Ninety minutes after the blast, ash began to rain down on Yakima, Washington, a community of fifty thousand people about eighty miles away. As you would expect, the ash turned day to night and got into everything, clogging motors, generators, and electrical switching equipment, choking pedestrians, blocking filtration systems, and generally bringing things to a halt. The airport shut down and highways in and out of the city were closed.

All this was happening, you will note, just downwind of a volcano that had been rumbling menacingly for two months. Yet Yakima had no volcano emergency procedures. The city’s emergency broadcast system, which was supposed to swing into action during a crisis, did not go on the air because “the Sunday-morning staff did not know how to operate the equipment.” For three days, Yakima was paralyzed and cut off from the world, its airport closed, its approach roads impassable. Altogether the city received just five-eighths of an inch of ash after the eruption of Mount St. Helens. Now bear that in mind, please, as we consider what a Yellowstone blast would do.

 

A Short History of Nearly Everything
CHAPTER 15: DANGEROUS BEAUTY

IN THE 1960s, while studying the volcanic history of Yellowstone National Park, Bob Christiansen of the United States Geological Survey became puzzled about something that, oddly, had not troubled anyone before: he couldn’t find the park’s volcano. It had been known for a long time that Yellowstone was volcanic in nature—that’s what accounted for all its geysers and other steamy features—and the one thing about volcanoes is that they are generally pretty conspicuous. But Christiansen couldn’t find the Yellowstone volcano anywhere. In particular what he couldn’t find was a structure known as a caldera.

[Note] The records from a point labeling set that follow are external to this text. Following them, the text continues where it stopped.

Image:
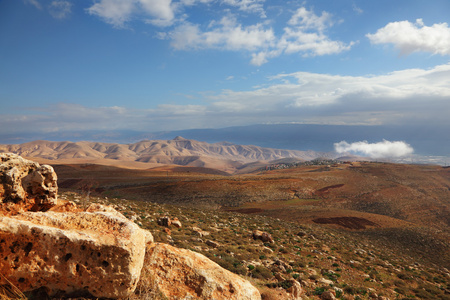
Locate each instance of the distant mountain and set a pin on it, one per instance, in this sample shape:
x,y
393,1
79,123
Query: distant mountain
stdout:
x,y
178,151
425,141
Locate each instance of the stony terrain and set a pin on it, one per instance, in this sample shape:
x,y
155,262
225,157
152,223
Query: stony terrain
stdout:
x,y
347,231
322,260
52,248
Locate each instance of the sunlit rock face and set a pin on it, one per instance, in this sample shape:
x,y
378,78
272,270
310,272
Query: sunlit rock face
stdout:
x,y
184,274
26,185
97,252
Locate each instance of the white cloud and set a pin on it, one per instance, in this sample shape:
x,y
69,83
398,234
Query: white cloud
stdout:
x,y
60,9
254,6
118,12
225,34
114,12
35,3
384,149
414,97
304,34
414,37
308,20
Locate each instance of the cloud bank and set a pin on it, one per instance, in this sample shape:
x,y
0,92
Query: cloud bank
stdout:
x,y
384,149
414,37
409,97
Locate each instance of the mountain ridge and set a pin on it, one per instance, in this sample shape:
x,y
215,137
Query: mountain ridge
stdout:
x,y
178,151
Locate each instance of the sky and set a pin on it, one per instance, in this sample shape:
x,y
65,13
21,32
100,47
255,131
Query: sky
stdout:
x,y
155,65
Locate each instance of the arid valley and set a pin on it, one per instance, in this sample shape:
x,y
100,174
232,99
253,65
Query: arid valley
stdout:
x,y
344,227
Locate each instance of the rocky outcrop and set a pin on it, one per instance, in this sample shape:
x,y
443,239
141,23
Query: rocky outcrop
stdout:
x,y
263,236
184,274
62,251
97,252
25,184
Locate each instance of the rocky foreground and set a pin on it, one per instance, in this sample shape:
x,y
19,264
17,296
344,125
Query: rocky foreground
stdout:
x,y
54,248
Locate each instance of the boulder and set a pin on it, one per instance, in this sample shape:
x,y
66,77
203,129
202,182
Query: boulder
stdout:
x,y
328,295
176,223
26,185
164,221
263,236
213,244
97,253
296,290
184,274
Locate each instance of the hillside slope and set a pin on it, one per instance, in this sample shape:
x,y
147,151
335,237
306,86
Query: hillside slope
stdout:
x,y
179,151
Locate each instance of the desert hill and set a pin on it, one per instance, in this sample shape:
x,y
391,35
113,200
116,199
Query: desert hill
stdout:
x,y
178,151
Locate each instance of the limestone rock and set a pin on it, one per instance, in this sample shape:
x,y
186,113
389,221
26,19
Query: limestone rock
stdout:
x,y
184,274
327,295
164,221
175,222
263,236
27,183
325,281
97,252
296,290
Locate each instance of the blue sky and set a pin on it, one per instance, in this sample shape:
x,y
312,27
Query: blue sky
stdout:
x,y
153,65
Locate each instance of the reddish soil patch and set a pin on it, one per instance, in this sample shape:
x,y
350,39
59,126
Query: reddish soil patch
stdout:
x,y
347,222
68,183
246,210
325,189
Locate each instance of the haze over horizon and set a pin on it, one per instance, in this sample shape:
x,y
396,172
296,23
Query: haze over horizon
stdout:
x,y
162,65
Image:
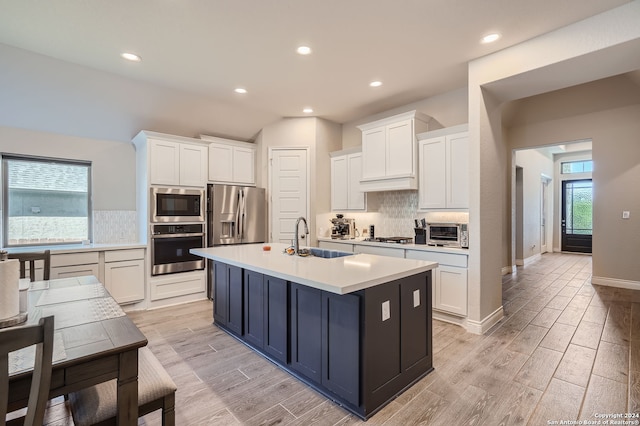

Most of us, when we think of volcanoes, think of the classic cone shapes of a Fuji or Kilimanjaro, which are created when erupting magma accumulates in a symmetrical mound. These can form remarkably quickly. In 1943, at Parícutin in Mexico, a farmer was startled to see smoke rising from a patch on his land. In one week he was the bemused owner of a cone five hundred feet high. Within two years it had topped out at almost fourteen hundred feet and was more than half a mile across. Altogether there are some ten thousand of these intrusively visible volcanoes on Earth, all but a few hundred of them extinct. But there is a second, less celebrated type of volcano that doesn’t involve mountain building. These are volcanoes so explosive that they burst open in a single mighty rupture, leaving behind a vast subsided pit, the caldera (from a Latin word for cauldron). Yellowstone obviously was of this second type, but Christiansen couldn’t find the caldera anywhere.